BUSWORLD PHOTOGRAPHY

I AM CHRISTOPHER LEACH THE ARTIST. I started this blog so that I can share with everyone my vast collection of transport photographs showing a personal and nostalgic view of the industry with images that span some 45 years taking in the U.K and some of Europe. I have no darkroom and so rather than being the perfectionist after tidying them up I upload the images warts and all, and even those that won't scan squarely or are scratched. In a way it adds age and character. You are all free to download these for your personal use but please remember I still own them and you are not just free to use them without prior permission for any knd of publishing.
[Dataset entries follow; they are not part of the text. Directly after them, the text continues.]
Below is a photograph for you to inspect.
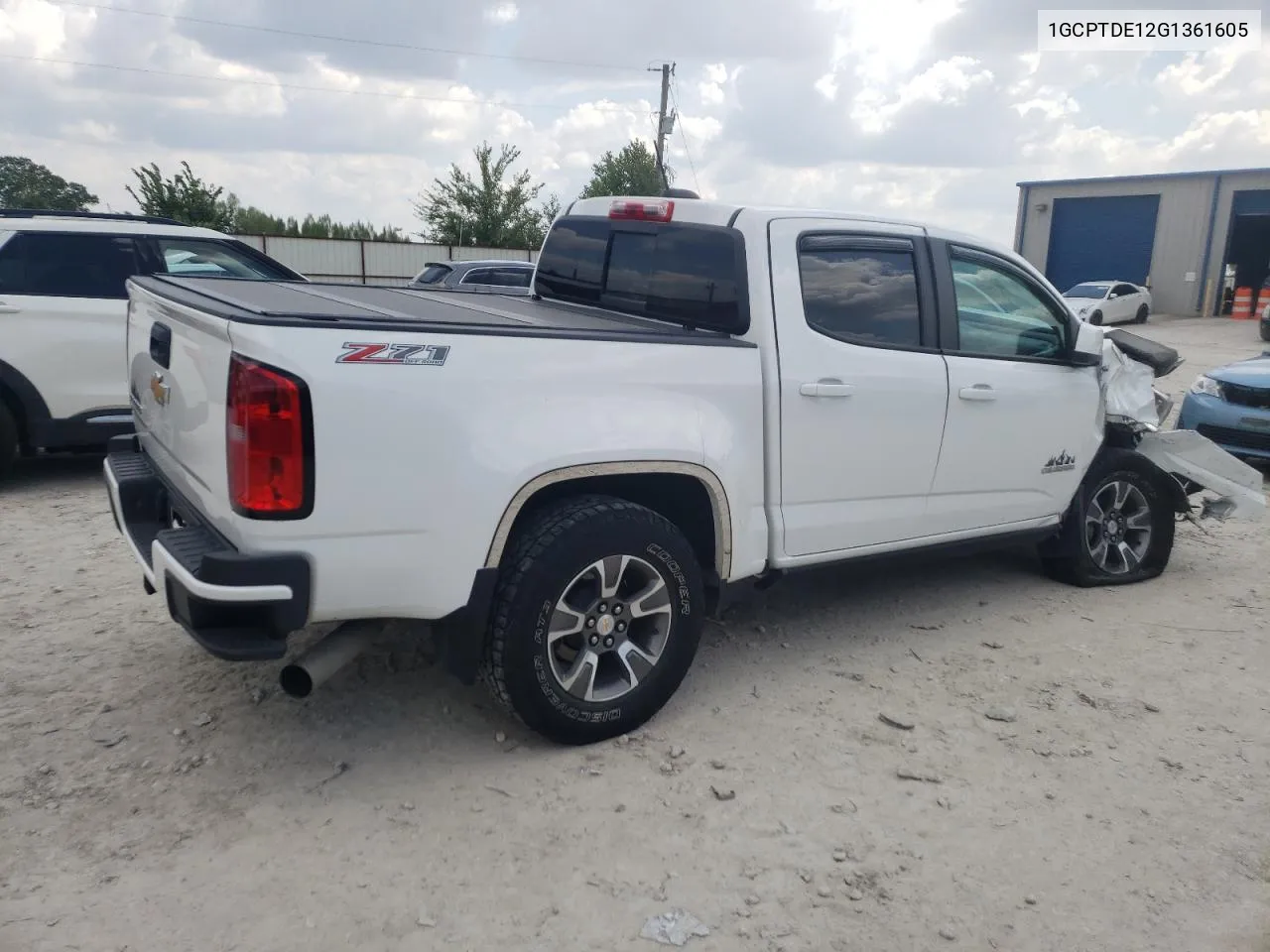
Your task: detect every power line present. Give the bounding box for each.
[47,0,643,72]
[0,54,655,113]
[671,80,701,195]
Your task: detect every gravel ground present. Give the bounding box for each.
[0,320,1270,952]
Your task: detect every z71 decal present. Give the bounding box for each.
[335,344,449,367]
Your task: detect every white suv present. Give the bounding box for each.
[0,209,304,476]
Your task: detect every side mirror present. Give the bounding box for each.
[1071,321,1103,367]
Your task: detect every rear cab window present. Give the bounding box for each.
[0,231,140,299]
[151,237,292,281]
[534,216,749,335]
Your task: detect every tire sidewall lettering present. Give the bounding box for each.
[644,542,693,618]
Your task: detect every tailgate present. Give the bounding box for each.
[127,282,234,539]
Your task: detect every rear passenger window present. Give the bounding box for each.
[799,236,922,348]
[494,268,534,289]
[0,231,139,299]
[155,237,291,281]
[535,217,749,334]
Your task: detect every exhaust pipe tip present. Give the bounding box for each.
[278,663,317,698]
[278,621,384,698]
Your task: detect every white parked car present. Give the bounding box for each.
[1063,281,1151,325]
[0,209,304,476]
[96,198,1265,743]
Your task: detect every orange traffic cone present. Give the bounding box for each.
[1230,289,1252,321]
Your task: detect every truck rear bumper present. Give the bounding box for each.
[104,436,313,661]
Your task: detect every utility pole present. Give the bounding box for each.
[649,62,675,187]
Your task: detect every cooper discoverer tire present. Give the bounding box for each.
[0,401,18,479]
[1042,449,1178,588]
[481,496,704,744]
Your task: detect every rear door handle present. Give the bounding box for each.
[798,380,856,398]
[150,321,172,371]
[957,384,997,404]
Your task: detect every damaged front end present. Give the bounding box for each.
[1101,330,1266,520]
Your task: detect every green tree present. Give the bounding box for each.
[0,155,96,212]
[225,193,409,241]
[414,142,559,249]
[581,139,675,198]
[127,162,234,231]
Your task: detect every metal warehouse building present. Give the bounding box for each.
[1015,169,1270,316]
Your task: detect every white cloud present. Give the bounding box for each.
[851,56,992,135]
[485,3,521,27]
[0,0,1270,241]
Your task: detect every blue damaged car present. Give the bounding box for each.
[1178,350,1270,463]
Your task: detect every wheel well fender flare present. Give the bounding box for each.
[0,361,50,441]
[485,461,733,579]
[1042,443,1192,554]
[1080,445,1192,513]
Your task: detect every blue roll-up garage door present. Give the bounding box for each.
[1045,195,1160,291]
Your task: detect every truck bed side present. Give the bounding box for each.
[128,280,766,621]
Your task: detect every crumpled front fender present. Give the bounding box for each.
[1134,430,1266,520]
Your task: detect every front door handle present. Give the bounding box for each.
[957,384,997,404]
[798,380,856,398]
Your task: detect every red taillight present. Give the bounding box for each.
[608,198,675,221]
[225,354,313,518]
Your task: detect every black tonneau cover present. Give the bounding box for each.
[131,276,749,346]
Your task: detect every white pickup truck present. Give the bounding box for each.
[105,198,1264,743]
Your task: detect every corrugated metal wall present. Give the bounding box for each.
[1020,176,1215,314]
[1015,169,1270,314]
[236,235,539,285]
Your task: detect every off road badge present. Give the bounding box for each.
[1040,449,1076,476]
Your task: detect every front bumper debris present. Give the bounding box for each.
[1137,430,1266,520]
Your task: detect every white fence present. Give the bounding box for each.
[235,235,539,285]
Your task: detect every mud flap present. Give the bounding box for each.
[1135,430,1266,520]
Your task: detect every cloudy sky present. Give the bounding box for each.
[0,0,1270,242]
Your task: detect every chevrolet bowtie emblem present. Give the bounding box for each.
[150,371,172,407]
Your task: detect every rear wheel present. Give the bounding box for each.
[0,401,20,479]
[1042,450,1176,588]
[482,496,704,744]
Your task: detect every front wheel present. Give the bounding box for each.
[1042,450,1176,588]
[0,400,20,479]
[482,496,704,744]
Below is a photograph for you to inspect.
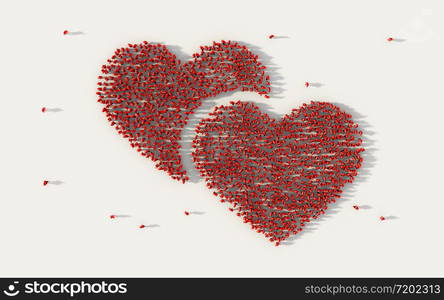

Click on images to enlarge them and if you want to see more leave your comments or visit my website for the mother-site with galleries including those Buses & Girls: PICTUREWORLD

Friday 27 February 2009

First:: Lowland


There was quite a long period when the First Group confined it's once eye catching 'Barbi' corporate look to brand new vehicles that matched it's specification and at the same time it's many fleets retained their former identity often just modifying their existing layout to incorporate the First Logo or to add a splash of extra colour too. Some of the results were very pleasing and fresh as can be seen here on this Peebles based Leyland National caught hurrying away from Edinburgh Saint Andrew Square Bus Station bound for Penicuik. In Britain we were all to familiar with these integral buses in NBC red or green but National Mk1 buses were not so common north of the border as the canny Scots folk preferred to stick with their more orthodox tried and tested Alexander Y-type combinations particularly the dependable Leyland Leopard. Before the Scottish Bus group like the NBC further south was broken up in 1985, Lowland had been the southern region of the large Eastern Scottish and even though it's fleet was the smallest with just one-hundred vehicles it's operating area extended from just outside the Edinburgh conurbation to Berwick-on-Tweed on the border of England.